LAS VEGAS (AP) - Computer security companies updated their virus- detection software on Sunday after the in-your-face launch at a hackers convention of a new tool designed for stealth invasions of networks operated by Microsoft Windows.
Despite the rapid response, however, any defense against the hacking program may prove fleeting thanks to some aggressive tactics taken by the tool's authors, an irreverent group named Cult of the Dead Cow, or CDC.
The hacking tool, called ``BO2K,'' can enable someone to gain control of a computer or network from a remote location. BO2K is an abbreviation for a slightly profane variation of ``Back Office,'' the name of a program in Microsoft's Office 2000 suite of business software.
The CDC and other hackers attending the seventh annual ``DefCon'' convention in Las Vegas charged that Microsoft has stubbornly refused to address a multitude of gaping security holes in Windows.
By exploiting those vulnerabilities, hackers hope to force the world's largest software company to repair them. And, raising the ante another notch, the CDC is also releasing the software code for BO2K - inviting other programmers to create mutations that would frustrate efforts to immunize computers against attack.
But that vigilante-type ``hactivism'' was rejected by Microsoft and federal officials, including many who attended DefCon under cover - at least until they were unmasked during the convention's popular ``Spot the Fed'' contest.
BO2K is actually an update to a hacking tool released at last year's DefCon hackers convention. The first tool targeted the Windows 95 and Windows 98 operating systems that run an overwhelming majority of the world's desktop computers.
Much to the delight of the nearly 1,000 anti-Microsoft enthusiasts who crammed into the BO2K launch Saturday, the new tool can also hijack control of network systems using Windows NT, a top program for running computer networks, as well as computers running on test versions of the as-yet unreleased Windows 2000.
``Our position is that Windows is a fundamentally broken product,'' said Deth Veggie, the CDC's ``minister of propaganda.'' Like nearly every hacker, Veggie only identifies himself by his online pseudonym, partly for effect and partly out of legal concerns. ``Hopefully, this will force them to fix this thing.''
The government-chartered Computer Emergency Response Team at Carnegie Mellon University in Pittsburgh is investigating B02K, but has not issued any advisory or warning.
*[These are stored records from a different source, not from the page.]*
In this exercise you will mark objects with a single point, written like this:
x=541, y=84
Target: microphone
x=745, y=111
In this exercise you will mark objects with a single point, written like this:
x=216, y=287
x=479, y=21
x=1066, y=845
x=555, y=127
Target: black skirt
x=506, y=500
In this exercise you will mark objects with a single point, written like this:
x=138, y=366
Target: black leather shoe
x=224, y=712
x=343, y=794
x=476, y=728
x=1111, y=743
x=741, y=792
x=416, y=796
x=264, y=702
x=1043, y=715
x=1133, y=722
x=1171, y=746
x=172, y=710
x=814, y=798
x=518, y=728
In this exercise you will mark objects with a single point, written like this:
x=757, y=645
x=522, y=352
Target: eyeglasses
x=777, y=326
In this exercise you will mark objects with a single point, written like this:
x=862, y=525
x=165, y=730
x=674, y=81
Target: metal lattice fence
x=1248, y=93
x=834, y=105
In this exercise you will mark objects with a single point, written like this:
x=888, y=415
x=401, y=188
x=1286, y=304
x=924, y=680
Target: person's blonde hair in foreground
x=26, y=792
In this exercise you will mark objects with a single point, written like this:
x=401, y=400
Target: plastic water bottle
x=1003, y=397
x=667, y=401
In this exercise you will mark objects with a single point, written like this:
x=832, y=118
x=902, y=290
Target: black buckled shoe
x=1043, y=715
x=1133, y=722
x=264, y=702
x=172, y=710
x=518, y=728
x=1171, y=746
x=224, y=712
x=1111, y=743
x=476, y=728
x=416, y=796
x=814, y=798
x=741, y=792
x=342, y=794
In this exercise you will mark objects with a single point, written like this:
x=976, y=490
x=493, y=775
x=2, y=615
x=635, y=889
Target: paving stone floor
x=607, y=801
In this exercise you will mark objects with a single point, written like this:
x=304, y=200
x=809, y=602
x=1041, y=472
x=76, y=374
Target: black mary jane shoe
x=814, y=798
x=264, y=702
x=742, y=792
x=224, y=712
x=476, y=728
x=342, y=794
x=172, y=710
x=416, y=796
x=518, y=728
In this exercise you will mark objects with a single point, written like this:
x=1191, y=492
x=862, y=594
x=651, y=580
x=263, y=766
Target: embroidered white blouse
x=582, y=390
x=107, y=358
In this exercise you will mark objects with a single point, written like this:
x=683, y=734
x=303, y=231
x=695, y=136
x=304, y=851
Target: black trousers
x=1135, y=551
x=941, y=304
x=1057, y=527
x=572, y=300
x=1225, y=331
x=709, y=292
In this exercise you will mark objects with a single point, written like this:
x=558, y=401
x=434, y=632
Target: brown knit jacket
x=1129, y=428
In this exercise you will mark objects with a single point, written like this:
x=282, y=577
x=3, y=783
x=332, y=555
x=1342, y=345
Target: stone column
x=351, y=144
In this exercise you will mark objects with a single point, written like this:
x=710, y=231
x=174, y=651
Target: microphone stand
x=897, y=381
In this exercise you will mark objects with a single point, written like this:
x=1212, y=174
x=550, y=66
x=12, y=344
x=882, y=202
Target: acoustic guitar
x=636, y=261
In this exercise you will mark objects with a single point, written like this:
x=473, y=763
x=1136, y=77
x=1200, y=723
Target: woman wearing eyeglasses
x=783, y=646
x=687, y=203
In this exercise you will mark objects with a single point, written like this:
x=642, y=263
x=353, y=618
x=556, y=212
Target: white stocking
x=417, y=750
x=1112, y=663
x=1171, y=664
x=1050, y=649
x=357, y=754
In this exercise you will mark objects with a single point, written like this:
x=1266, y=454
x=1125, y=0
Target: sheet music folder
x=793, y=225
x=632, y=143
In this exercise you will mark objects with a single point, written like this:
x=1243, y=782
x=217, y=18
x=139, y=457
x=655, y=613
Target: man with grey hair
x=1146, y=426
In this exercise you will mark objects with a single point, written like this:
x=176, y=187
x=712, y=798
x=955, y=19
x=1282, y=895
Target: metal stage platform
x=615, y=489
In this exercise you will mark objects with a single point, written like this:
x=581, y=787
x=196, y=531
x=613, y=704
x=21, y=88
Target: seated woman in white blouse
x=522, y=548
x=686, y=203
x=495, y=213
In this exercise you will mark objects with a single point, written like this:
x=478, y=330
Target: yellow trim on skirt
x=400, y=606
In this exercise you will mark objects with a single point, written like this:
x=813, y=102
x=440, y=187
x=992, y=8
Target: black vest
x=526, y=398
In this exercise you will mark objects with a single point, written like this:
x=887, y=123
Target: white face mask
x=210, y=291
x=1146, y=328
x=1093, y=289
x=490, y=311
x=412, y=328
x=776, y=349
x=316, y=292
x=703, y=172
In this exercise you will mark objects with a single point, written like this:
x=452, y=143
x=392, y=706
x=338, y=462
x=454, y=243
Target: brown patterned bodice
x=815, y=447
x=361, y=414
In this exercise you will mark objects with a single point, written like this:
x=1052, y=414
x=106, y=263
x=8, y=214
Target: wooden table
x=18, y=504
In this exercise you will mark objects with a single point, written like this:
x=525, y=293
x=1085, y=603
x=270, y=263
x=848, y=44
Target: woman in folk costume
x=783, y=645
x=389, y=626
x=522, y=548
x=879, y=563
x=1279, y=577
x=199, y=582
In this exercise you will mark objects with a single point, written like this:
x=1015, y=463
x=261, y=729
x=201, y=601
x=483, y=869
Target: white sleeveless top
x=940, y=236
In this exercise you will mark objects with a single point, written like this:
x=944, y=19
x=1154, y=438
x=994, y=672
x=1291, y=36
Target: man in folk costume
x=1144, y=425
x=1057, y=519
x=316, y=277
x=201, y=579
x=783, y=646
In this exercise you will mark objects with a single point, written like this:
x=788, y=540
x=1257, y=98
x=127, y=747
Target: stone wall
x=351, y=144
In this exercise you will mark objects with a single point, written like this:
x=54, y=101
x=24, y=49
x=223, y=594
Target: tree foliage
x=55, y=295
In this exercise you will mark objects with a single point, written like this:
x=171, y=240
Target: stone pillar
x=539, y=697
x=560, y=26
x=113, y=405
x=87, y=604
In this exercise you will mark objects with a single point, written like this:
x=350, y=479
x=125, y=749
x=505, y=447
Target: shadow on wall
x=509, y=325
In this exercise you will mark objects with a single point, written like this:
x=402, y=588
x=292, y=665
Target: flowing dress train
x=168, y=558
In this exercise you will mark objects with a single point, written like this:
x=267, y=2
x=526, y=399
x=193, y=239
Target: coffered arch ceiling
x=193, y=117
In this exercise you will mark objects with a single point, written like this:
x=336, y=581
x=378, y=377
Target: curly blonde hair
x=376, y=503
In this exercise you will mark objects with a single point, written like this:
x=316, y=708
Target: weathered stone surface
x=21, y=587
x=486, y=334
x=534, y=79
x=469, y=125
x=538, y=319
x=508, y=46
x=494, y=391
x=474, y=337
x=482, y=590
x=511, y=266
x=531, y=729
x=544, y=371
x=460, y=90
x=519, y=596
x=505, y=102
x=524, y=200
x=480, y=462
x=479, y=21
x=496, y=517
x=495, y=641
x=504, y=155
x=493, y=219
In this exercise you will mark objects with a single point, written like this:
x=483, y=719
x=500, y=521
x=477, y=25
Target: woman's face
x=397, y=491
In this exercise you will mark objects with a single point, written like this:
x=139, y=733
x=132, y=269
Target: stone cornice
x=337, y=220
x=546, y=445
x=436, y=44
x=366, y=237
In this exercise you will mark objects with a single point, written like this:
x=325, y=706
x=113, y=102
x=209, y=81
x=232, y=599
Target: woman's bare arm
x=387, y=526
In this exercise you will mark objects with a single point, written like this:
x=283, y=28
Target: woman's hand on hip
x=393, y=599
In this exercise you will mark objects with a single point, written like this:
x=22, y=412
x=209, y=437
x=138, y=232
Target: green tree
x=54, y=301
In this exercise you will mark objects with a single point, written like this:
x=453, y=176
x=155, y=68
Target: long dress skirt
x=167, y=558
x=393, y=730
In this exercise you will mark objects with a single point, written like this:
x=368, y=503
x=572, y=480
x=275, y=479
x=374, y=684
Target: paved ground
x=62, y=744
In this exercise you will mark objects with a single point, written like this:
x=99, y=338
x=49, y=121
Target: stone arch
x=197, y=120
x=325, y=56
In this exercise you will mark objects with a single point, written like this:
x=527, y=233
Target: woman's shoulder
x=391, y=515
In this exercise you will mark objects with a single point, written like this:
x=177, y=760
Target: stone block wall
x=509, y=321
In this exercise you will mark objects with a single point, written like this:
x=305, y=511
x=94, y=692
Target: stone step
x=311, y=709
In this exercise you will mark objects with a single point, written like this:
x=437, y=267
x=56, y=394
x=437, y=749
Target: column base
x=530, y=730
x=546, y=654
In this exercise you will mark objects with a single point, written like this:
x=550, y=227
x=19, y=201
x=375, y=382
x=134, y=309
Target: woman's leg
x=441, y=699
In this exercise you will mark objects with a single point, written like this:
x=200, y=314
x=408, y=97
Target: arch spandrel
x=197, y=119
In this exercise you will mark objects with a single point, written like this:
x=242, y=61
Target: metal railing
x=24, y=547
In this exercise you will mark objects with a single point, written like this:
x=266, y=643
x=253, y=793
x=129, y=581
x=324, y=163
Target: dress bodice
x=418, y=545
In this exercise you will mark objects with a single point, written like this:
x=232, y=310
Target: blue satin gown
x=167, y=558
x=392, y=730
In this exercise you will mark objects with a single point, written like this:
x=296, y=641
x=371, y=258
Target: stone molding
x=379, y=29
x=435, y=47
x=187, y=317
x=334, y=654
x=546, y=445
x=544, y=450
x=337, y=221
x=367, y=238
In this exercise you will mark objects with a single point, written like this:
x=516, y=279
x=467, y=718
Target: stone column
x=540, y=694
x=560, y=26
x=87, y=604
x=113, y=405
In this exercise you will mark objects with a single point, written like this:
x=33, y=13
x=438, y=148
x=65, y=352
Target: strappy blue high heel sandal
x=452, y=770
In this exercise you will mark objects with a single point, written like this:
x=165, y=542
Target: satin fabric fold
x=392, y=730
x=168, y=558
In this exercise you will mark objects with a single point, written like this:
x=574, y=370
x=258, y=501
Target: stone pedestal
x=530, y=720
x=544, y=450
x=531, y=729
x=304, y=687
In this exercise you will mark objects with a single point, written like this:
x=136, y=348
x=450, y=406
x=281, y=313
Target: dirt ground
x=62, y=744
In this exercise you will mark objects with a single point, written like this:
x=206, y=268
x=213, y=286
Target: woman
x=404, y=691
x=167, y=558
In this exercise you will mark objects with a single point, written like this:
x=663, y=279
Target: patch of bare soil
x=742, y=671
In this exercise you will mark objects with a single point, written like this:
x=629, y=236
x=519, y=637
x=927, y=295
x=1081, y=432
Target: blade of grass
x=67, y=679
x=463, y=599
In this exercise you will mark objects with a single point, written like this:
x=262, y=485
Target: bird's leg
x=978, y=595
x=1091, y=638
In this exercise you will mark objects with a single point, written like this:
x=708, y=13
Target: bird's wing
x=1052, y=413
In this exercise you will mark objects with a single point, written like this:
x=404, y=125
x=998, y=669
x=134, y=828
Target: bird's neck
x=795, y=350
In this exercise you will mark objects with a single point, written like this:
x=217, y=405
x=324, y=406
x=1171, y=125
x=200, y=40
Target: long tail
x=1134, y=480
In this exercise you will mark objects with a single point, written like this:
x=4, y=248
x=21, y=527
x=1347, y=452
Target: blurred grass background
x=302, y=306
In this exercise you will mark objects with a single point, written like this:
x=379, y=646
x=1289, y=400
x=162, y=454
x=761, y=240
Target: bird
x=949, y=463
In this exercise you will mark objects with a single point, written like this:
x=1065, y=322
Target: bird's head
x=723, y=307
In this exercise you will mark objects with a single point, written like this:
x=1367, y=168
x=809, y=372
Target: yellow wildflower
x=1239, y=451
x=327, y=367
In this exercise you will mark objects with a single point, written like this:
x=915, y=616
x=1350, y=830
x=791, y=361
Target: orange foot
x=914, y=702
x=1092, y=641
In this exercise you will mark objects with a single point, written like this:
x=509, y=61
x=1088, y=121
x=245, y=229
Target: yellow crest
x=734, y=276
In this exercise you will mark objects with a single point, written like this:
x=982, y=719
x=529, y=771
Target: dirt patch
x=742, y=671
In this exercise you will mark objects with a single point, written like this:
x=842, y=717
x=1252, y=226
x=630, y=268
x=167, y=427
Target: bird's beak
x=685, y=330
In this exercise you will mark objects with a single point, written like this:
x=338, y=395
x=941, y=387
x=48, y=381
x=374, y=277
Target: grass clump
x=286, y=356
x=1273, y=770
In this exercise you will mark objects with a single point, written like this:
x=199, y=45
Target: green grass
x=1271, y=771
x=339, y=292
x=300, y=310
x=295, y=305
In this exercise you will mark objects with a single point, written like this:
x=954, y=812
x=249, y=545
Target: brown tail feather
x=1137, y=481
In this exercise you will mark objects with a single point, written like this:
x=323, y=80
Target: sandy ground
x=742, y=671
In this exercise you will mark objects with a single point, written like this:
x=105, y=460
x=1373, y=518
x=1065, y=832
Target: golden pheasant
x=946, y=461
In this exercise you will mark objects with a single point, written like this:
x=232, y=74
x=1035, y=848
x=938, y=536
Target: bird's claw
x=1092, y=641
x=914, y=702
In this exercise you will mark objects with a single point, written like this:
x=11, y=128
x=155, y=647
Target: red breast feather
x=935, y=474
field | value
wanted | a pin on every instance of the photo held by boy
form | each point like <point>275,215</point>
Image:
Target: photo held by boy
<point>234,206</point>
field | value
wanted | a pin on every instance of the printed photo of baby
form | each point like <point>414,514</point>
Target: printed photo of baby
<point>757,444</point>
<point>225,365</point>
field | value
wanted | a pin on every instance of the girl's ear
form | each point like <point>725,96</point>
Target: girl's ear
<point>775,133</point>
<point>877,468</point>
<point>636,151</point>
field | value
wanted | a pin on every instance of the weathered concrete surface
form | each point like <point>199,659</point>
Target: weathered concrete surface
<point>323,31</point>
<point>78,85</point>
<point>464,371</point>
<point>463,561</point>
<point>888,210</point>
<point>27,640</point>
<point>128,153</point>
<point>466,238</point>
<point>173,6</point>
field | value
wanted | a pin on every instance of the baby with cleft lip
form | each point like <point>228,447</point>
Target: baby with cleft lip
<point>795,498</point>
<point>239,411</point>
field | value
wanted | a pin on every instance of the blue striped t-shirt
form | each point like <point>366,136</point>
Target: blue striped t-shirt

The hacking tool ``is one of several programs which, if installed on an organization's computers, can give control of the computers to outsiders with malicious intent,'' Jeffrey J. Carpenter, senior incident responder for the CERT, said Sunday. Because BO2K works with Windows NT, ``intruders have the potential to gain control of more sensitive server machines.''
By Sunday morning, leading computer security firms such as Symantec and Network Associates had already posted advisories and detection software for BO2K on their Web sites.
Microsoft had been blasting BO2K even before Saturday's highly theatrical presentation, which relied heavily on thumping industrial music, strobe lights and screaming - a bizarre mutation of the dog and pony shows that often accompany a Microsoft product launch.
``I certainly categorize what they're trying to do as being malicious. This program they have created has absolutely no purpose except to damage users,'' said Jason Garms, lead product manager for Windows NT security, complaining that hackers behave as if the Internet operates under a different set of rules than the rest of the world.